1. Gibt der Verkäufer eines Gebrauchtwagens den Kilometerstand des Fahrzeugs an, so ist diese Angabe aus der maßgeblichen Sicht eines Kaufinteressenten grundsätzlich als Angabe der tatsächlichen Laufleistung des Fahrzeugs zu verstehen und nicht als Angabe der Laufleistung, die der Kilometerzähler des Fahrzeugs anzeigt (im Anschluss an BGH, Urt. v. 29.11.2006 – VIII ZR 92/06, BGHZ 170, 86 = NJW 2007, 1346 Rn. 15).
  2. Will ein Gebrauchtwagenhändler für die von ihm angegebene Laufleistung nicht einstehen, muss er dies gegenüber dem Käufer hinreichend deutlich zum Ausdruck bringen (vgl. BGH, Urt. v. 29.11.2006 – VIII ZR 92/06, BGHZ 170, 86 = NJW 2007, 1346 Rn. 23). Insoweit ist der bloße Hinweis, dass der „Kilometerstand verfälscht“ sei, unzureichend. Daraus lässt sich nämlich nur schließen, dass der vom Kilometerzähler angezeigte Kilometerstand nicht der tatsächlichen Laufleistung des Fahrzeugs entspricht, nicht aber (auch), dass dass der Verkäufer lediglich die verfälschte Anzeige wiedergibt.

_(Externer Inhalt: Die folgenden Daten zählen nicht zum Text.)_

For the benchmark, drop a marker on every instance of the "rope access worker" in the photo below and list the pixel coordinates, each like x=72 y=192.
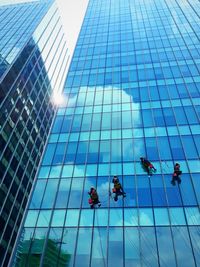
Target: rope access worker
x=117 y=189
x=94 y=198
x=176 y=174
x=148 y=166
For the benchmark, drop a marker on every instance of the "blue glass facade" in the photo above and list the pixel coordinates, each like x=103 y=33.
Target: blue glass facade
x=132 y=90
x=32 y=54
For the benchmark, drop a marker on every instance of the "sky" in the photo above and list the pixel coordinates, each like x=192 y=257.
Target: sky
x=72 y=13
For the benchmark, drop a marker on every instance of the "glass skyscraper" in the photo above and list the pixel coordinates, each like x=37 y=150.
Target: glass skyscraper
x=33 y=58
x=132 y=90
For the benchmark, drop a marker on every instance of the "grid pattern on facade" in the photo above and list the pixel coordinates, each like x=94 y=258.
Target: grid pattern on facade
x=132 y=90
x=26 y=109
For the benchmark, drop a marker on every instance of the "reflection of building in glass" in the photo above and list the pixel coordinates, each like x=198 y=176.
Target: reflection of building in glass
x=26 y=109
x=132 y=91
x=52 y=252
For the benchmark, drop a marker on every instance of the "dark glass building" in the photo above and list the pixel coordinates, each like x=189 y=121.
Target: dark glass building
x=33 y=58
x=132 y=91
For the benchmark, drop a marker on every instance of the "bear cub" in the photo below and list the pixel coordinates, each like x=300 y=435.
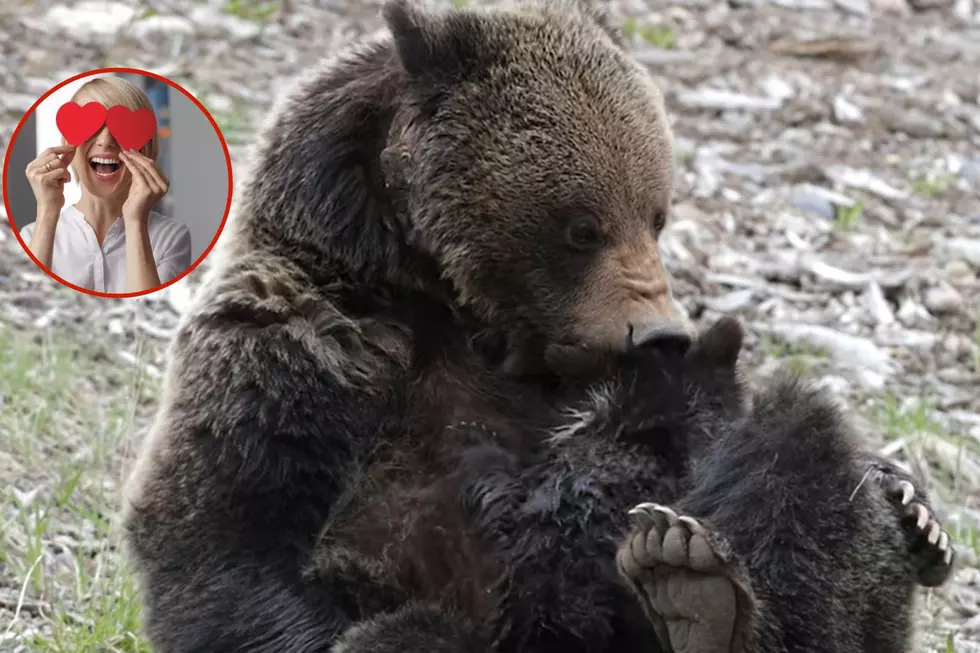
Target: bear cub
x=671 y=424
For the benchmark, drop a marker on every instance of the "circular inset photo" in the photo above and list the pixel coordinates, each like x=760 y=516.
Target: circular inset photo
x=117 y=182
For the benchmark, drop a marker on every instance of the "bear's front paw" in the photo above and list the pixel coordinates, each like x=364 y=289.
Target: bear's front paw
x=697 y=597
x=930 y=546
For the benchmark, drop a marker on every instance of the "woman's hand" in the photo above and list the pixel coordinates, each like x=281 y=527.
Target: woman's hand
x=48 y=174
x=148 y=186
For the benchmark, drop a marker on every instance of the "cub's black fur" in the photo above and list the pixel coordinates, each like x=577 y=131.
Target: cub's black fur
x=501 y=172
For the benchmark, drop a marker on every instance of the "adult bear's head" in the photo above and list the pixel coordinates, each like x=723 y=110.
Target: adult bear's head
x=518 y=155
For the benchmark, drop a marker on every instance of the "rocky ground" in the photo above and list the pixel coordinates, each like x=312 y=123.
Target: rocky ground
x=828 y=192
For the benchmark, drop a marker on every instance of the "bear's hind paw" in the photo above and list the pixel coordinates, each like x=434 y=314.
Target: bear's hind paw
x=695 y=596
x=931 y=548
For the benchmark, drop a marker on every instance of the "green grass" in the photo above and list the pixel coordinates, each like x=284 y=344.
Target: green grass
x=66 y=426
x=659 y=36
x=846 y=217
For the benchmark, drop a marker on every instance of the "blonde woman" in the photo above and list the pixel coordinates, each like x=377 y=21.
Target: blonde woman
x=110 y=241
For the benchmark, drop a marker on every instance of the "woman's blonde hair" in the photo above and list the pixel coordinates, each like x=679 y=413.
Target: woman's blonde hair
x=112 y=90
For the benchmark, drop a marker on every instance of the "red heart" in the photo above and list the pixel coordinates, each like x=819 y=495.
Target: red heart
x=79 y=123
x=131 y=129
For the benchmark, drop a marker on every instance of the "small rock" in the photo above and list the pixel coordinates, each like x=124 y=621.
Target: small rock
x=720 y=99
x=167 y=25
x=942 y=299
x=924 y=5
x=731 y=302
x=876 y=302
x=847 y=113
x=816 y=5
x=864 y=180
x=911 y=122
x=90 y=18
x=815 y=204
x=967 y=249
x=895 y=7
x=227 y=24
x=963 y=10
x=778 y=88
x=852 y=351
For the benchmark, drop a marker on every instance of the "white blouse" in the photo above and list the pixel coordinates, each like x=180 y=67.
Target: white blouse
x=79 y=259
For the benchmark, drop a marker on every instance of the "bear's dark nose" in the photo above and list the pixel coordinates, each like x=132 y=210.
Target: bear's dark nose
x=660 y=333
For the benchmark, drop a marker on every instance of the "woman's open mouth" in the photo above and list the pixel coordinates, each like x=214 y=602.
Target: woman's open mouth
x=105 y=167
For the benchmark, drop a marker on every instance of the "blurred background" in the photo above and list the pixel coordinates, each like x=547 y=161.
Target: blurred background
x=827 y=193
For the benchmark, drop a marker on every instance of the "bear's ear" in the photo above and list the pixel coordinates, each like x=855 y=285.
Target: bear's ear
x=429 y=43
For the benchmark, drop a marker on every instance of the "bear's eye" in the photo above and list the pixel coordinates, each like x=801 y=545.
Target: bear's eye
x=583 y=232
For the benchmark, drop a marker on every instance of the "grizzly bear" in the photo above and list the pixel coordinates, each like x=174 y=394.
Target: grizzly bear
x=442 y=274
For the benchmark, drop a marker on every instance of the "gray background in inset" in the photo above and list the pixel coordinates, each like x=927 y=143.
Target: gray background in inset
x=192 y=158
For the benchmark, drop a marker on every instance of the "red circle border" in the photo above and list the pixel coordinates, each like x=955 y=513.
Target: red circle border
x=168 y=82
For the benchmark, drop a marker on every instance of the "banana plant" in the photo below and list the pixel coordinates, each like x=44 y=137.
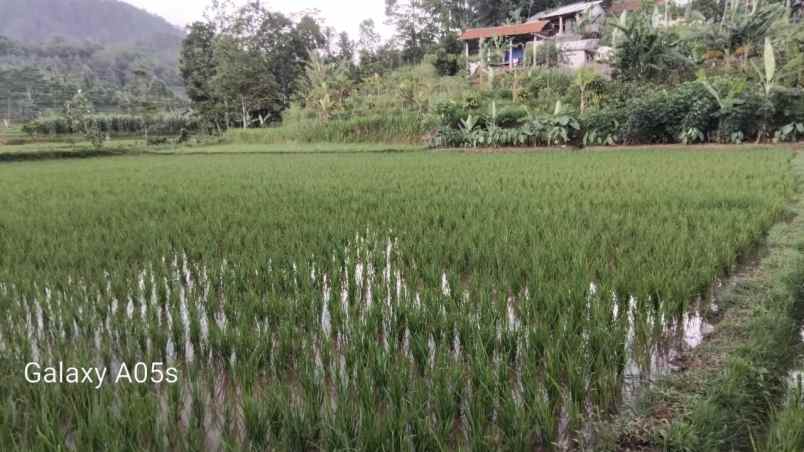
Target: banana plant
x=768 y=79
x=727 y=104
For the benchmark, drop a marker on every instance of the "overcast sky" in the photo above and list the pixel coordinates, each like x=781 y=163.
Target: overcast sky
x=343 y=15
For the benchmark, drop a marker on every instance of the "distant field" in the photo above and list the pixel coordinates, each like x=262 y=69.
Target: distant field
x=362 y=301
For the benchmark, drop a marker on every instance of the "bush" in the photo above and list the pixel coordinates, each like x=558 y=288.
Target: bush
x=115 y=125
x=512 y=117
x=450 y=113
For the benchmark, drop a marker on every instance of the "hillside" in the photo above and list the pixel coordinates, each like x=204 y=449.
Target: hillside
x=110 y=22
x=49 y=49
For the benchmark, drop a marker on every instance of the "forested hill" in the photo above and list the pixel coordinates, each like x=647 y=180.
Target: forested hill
x=49 y=49
x=108 y=22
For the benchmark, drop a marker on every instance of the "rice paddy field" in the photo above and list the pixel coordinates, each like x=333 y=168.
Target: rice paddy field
x=374 y=301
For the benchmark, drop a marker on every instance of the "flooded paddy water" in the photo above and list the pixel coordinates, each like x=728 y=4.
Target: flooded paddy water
x=178 y=312
x=503 y=304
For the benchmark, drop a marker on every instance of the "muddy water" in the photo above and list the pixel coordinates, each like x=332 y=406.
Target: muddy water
x=216 y=390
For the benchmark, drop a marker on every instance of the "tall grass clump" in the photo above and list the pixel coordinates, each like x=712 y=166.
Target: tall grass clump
x=404 y=301
x=400 y=128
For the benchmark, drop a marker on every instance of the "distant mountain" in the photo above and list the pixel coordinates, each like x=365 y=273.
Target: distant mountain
x=49 y=49
x=106 y=22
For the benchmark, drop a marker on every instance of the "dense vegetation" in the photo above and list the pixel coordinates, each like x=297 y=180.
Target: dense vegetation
x=728 y=77
x=302 y=296
x=50 y=49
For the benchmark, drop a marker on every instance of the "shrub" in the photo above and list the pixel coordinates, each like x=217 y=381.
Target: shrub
x=115 y=125
x=511 y=117
x=400 y=128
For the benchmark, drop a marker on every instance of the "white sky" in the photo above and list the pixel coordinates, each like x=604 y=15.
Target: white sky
x=344 y=15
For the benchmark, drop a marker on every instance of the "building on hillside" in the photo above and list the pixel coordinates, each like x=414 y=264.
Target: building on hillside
x=574 y=29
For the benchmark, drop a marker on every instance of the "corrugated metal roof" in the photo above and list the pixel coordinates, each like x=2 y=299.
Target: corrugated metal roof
x=628 y=5
x=527 y=28
x=589 y=45
x=565 y=10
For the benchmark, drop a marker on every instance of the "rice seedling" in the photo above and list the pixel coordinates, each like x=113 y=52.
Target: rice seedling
x=370 y=302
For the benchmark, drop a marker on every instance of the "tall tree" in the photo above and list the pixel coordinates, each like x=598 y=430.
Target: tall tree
x=198 y=69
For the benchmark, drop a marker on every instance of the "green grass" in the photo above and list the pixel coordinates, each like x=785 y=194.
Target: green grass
x=730 y=393
x=397 y=128
x=294 y=148
x=251 y=273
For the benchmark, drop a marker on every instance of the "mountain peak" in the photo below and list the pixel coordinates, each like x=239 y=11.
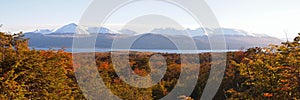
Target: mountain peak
x=70 y=28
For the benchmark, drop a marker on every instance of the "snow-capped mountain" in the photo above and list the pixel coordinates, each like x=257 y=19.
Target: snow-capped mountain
x=43 y=31
x=98 y=30
x=205 y=31
x=72 y=29
x=63 y=37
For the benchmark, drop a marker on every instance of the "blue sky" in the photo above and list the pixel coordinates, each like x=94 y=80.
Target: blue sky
x=271 y=17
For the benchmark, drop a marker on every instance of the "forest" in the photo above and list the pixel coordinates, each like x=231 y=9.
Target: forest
x=271 y=72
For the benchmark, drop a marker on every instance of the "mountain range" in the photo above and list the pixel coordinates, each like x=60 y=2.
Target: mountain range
x=156 y=39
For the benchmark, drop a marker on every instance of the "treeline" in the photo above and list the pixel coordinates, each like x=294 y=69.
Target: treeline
x=259 y=73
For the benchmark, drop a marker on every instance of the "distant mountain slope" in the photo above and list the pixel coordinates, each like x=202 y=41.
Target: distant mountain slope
x=159 y=39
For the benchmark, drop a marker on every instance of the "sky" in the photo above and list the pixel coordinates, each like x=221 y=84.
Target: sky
x=272 y=17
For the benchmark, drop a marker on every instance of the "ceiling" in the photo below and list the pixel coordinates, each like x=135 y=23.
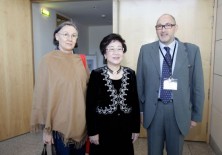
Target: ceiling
x=86 y=12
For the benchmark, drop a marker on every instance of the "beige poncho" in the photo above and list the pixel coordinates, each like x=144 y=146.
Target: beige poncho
x=59 y=96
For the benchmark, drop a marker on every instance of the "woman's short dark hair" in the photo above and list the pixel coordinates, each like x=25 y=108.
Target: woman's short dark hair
x=69 y=23
x=108 y=39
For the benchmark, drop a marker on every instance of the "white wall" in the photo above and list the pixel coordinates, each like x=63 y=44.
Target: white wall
x=216 y=107
x=96 y=34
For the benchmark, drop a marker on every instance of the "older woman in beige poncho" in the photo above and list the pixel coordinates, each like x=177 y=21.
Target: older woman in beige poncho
x=59 y=94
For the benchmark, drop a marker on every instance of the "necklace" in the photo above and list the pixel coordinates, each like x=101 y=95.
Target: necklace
x=117 y=72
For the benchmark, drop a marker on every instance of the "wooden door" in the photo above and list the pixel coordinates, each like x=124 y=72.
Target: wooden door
x=16 y=67
x=135 y=21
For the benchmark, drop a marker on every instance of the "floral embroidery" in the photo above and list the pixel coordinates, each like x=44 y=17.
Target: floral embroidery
x=116 y=99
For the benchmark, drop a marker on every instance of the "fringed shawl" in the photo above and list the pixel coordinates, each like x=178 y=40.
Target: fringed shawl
x=59 y=96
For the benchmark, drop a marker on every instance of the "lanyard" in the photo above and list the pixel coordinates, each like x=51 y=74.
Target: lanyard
x=171 y=63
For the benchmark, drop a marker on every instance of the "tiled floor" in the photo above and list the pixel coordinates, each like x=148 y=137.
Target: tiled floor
x=31 y=144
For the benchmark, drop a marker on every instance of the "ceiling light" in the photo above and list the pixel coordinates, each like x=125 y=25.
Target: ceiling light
x=45 y=12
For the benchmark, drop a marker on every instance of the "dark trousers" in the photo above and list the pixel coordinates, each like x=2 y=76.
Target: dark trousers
x=164 y=131
x=61 y=149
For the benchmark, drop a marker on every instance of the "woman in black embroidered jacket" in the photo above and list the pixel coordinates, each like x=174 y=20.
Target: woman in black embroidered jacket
x=112 y=107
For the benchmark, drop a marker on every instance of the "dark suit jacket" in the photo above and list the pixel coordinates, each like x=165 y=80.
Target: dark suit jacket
x=188 y=99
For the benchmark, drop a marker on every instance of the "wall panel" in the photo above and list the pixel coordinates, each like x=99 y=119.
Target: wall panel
x=16 y=67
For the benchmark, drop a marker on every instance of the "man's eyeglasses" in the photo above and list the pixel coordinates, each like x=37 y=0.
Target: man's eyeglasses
x=115 y=50
x=67 y=36
x=166 y=26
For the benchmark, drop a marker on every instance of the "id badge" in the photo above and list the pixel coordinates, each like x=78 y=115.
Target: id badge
x=170 y=84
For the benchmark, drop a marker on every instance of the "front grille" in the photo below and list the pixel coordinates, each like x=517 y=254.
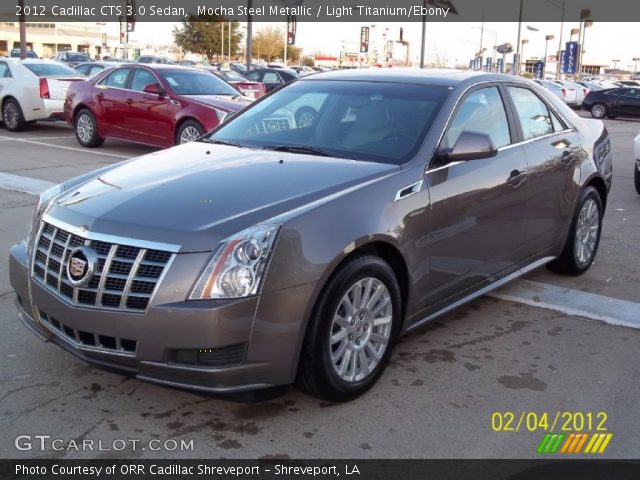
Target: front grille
x=125 y=277
x=84 y=338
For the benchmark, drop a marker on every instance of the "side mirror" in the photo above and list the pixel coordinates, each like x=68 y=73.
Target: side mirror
x=471 y=146
x=153 y=89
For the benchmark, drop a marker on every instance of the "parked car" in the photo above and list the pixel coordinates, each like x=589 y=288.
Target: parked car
x=613 y=102
x=15 y=53
x=32 y=90
x=267 y=253
x=72 y=58
x=636 y=171
x=155 y=59
x=251 y=89
x=159 y=105
x=569 y=97
x=91 y=69
x=271 y=77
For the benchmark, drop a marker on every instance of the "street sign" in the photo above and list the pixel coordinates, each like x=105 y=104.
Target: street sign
x=570 y=60
x=364 y=39
x=505 y=48
x=538 y=70
x=292 y=25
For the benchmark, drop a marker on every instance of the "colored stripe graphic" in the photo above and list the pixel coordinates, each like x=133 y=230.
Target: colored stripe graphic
x=574 y=443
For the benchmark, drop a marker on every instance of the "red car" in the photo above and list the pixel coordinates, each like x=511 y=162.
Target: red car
x=250 y=88
x=160 y=105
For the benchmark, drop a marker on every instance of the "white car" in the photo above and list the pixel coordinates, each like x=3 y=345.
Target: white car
x=32 y=90
x=636 y=173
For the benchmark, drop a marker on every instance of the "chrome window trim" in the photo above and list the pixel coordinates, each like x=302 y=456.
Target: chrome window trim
x=104 y=237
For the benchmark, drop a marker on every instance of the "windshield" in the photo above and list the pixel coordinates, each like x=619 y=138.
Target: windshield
x=77 y=57
x=373 y=121
x=50 y=69
x=188 y=82
x=231 y=76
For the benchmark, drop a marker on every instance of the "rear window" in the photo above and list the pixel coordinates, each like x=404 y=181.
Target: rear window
x=49 y=69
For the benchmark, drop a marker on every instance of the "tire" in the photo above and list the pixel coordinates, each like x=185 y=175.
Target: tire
x=577 y=256
x=367 y=336
x=189 y=131
x=86 y=129
x=598 y=110
x=305 y=117
x=12 y=116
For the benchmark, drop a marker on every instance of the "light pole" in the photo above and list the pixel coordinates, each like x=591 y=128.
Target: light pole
x=523 y=42
x=546 y=48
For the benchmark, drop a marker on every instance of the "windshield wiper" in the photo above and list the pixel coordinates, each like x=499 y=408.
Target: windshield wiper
x=222 y=142
x=305 y=149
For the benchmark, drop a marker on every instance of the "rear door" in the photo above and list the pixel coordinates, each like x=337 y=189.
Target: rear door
x=477 y=206
x=553 y=151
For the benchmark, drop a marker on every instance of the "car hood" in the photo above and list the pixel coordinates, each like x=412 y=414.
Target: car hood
x=228 y=103
x=197 y=194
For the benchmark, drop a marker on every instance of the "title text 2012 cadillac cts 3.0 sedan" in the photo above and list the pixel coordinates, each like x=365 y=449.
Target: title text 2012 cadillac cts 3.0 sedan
x=272 y=252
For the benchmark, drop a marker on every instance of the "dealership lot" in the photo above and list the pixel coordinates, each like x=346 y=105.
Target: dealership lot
x=436 y=399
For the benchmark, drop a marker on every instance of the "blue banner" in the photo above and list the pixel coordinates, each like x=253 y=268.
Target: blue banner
x=570 y=60
x=538 y=70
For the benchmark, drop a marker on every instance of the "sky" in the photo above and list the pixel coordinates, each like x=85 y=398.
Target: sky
x=454 y=41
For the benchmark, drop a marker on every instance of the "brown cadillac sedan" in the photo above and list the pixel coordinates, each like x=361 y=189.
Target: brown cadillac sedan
x=274 y=251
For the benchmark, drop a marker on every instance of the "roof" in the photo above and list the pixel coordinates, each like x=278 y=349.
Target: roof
x=443 y=77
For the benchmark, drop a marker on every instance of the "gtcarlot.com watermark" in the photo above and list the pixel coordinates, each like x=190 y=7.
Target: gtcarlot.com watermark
x=50 y=443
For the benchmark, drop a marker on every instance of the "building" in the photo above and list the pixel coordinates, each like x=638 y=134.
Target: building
x=49 y=38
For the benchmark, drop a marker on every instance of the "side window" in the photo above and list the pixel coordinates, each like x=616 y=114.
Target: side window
x=4 y=70
x=271 y=77
x=141 y=78
x=481 y=112
x=534 y=115
x=117 y=79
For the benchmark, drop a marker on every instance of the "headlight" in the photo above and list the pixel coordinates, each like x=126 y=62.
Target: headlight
x=238 y=265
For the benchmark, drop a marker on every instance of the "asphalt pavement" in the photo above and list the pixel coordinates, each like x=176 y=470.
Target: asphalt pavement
x=545 y=344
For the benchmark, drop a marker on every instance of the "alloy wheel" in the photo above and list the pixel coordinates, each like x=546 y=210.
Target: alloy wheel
x=361 y=329
x=587 y=231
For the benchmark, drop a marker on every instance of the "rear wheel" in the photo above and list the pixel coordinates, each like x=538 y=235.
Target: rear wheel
x=189 y=131
x=584 y=236
x=12 y=116
x=86 y=129
x=352 y=331
x=598 y=110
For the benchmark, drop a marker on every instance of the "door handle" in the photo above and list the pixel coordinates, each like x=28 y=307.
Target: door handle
x=516 y=178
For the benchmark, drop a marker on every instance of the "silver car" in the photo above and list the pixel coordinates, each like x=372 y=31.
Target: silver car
x=271 y=252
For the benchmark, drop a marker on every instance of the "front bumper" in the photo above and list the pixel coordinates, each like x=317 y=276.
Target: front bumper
x=264 y=333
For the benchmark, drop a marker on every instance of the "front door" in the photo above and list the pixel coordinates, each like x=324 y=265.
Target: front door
x=477 y=206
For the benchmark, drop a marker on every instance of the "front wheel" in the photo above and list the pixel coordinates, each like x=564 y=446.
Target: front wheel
x=584 y=236
x=189 y=131
x=598 y=110
x=352 y=331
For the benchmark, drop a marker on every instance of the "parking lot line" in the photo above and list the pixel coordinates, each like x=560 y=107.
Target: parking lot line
x=572 y=302
x=74 y=149
x=19 y=183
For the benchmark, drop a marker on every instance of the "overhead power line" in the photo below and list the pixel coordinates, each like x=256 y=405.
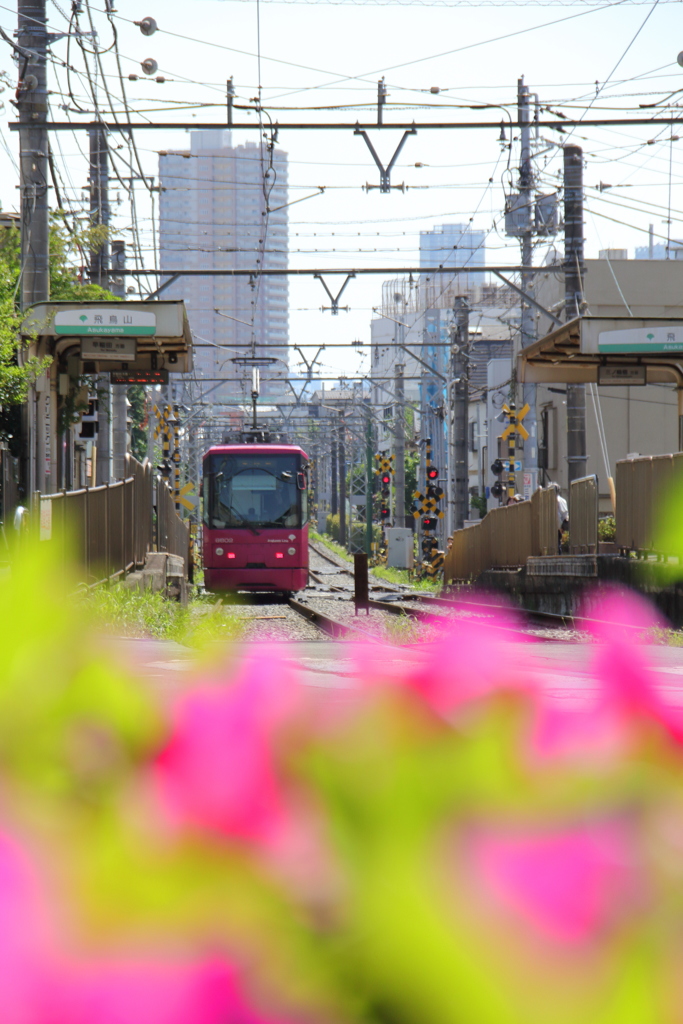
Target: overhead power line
x=560 y=125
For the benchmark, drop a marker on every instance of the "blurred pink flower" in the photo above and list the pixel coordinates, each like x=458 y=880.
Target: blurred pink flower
x=152 y=992
x=621 y=665
x=469 y=660
x=569 y=885
x=217 y=771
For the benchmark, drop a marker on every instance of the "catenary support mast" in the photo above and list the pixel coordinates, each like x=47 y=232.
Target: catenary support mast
x=459 y=470
x=35 y=287
x=573 y=300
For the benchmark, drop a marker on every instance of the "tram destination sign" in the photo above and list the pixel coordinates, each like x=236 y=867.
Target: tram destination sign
x=614 y=374
x=104 y=322
x=668 y=338
x=119 y=349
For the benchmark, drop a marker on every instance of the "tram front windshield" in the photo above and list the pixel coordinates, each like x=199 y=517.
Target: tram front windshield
x=254 y=491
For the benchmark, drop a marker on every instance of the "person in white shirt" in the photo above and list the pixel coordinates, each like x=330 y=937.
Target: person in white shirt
x=562 y=515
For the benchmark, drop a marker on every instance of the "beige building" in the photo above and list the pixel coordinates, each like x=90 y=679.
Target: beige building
x=620 y=420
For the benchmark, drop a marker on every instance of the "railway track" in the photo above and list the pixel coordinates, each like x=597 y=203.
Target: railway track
x=326 y=609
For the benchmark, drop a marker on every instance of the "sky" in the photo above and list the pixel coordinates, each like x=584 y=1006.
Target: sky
x=321 y=61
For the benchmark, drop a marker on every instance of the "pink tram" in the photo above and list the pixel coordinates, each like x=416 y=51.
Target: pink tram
x=255 y=517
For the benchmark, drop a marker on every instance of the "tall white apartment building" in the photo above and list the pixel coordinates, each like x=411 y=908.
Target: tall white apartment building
x=213 y=216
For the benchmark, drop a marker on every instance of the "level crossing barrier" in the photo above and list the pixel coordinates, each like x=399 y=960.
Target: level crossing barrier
x=584 y=501
x=505 y=538
x=110 y=529
x=642 y=486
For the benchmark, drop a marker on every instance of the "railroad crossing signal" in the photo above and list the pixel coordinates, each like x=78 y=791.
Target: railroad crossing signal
x=384 y=464
x=186 y=499
x=515 y=425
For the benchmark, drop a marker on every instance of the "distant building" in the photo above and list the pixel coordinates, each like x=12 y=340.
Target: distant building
x=660 y=250
x=212 y=215
x=453 y=245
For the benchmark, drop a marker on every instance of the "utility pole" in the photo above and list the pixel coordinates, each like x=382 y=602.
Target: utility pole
x=573 y=288
x=399 y=444
x=117 y=285
x=342 y=479
x=370 y=476
x=98 y=274
x=334 y=502
x=527 y=321
x=459 y=499
x=32 y=104
x=399 y=429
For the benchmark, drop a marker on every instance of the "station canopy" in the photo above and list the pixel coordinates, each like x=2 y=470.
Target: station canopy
x=125 y=337
x=606 y=350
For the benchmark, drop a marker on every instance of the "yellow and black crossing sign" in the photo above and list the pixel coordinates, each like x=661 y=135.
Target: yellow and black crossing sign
x=435 y=565
x=515 y=425
x=384 y=464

AG Ingolstadt, Urteil vom 15.09.2023 – 12 C 109/23

Sachverhalt: Auf der Grundlage einer von beiden Parteien unterzeichneten verbindlichen Bestellung vom 13.01.2022 erwarb die als Verbraucherin handelnde Klägerin von dem Beklagten, einem Gebrauchtwagenhändler, einen gebrauchten Pkw Audi A4 Avant zum Preis von 8.500 €.

Auf Seite 1 des Kaufvertrags ist vermerkt „Stand des km-Zählers: 163.000“; auf Seite 2 findet sich in kleiner Schrift der Vermerk „KM Stand verfälscht“. Darüber heißt es: „Durch Ankreuzen der nachfolgenden Checkbox(en) akzeptiert der/​die Käufer/-in die jeweilig beschriebenen negativen Beschaffenheitsvereinbarungen.“

Ungereimtheiten beim Kilometerstand des Fahrzeugs veranlassten die Klägerin zu Recherchen im Internet. Sie stieß dabei auf das Inserat des Vorbesitzers des Pkw, von dem der Beklagte das Fahrzeug gekauft hatte. In diesem Inserat hatte der Vorbesitzer ausdrücklich darauf hingewiesen, dass die tatsächliche Laufleistung des Pkw weit über 300.000 km betrage. Die Klägerin beauftragte deshalb einen Sachverständigen damit, den Kilometerstand des Fahrzeugs zu überprüfen und dessen tatsächlichen Wert zu ermitteln. In seinem Gutachten vom 25.01.2022 gab der Sachverständige die tatsachliche Laufleistung des Fahrzeugs mit mit 320.000 km an. Den wirklichen Verkehrswert des Pkw bezifferte er unter Berücksichtigung des tatsächlichen Kilometerstands mit 25.700 PLN; das entspricht 5.634,60 € (Wechselkurs am 25.01.2022: 1 € = 4,5611 PLN).

Die Klägerin erklärte gegenüber dem Beklagten mit anwaltlichem Schreiben vom 27.04.2022 die Minderung des Kaufpreises und forderte ihn – erfolglos – auf, den über den geminderten Kaufpreis hinaus gezahlten Betrag zu erstatten. Außerdem verlangte die Klägerin – ebenfalls erfolglos – den Ersatz der außergerichtlich entstandenen Rechtsanwaltsvergütung. Mit anwaltlichem Schreiben vom 16.05.2022 wurde der Beklagte gemahnt.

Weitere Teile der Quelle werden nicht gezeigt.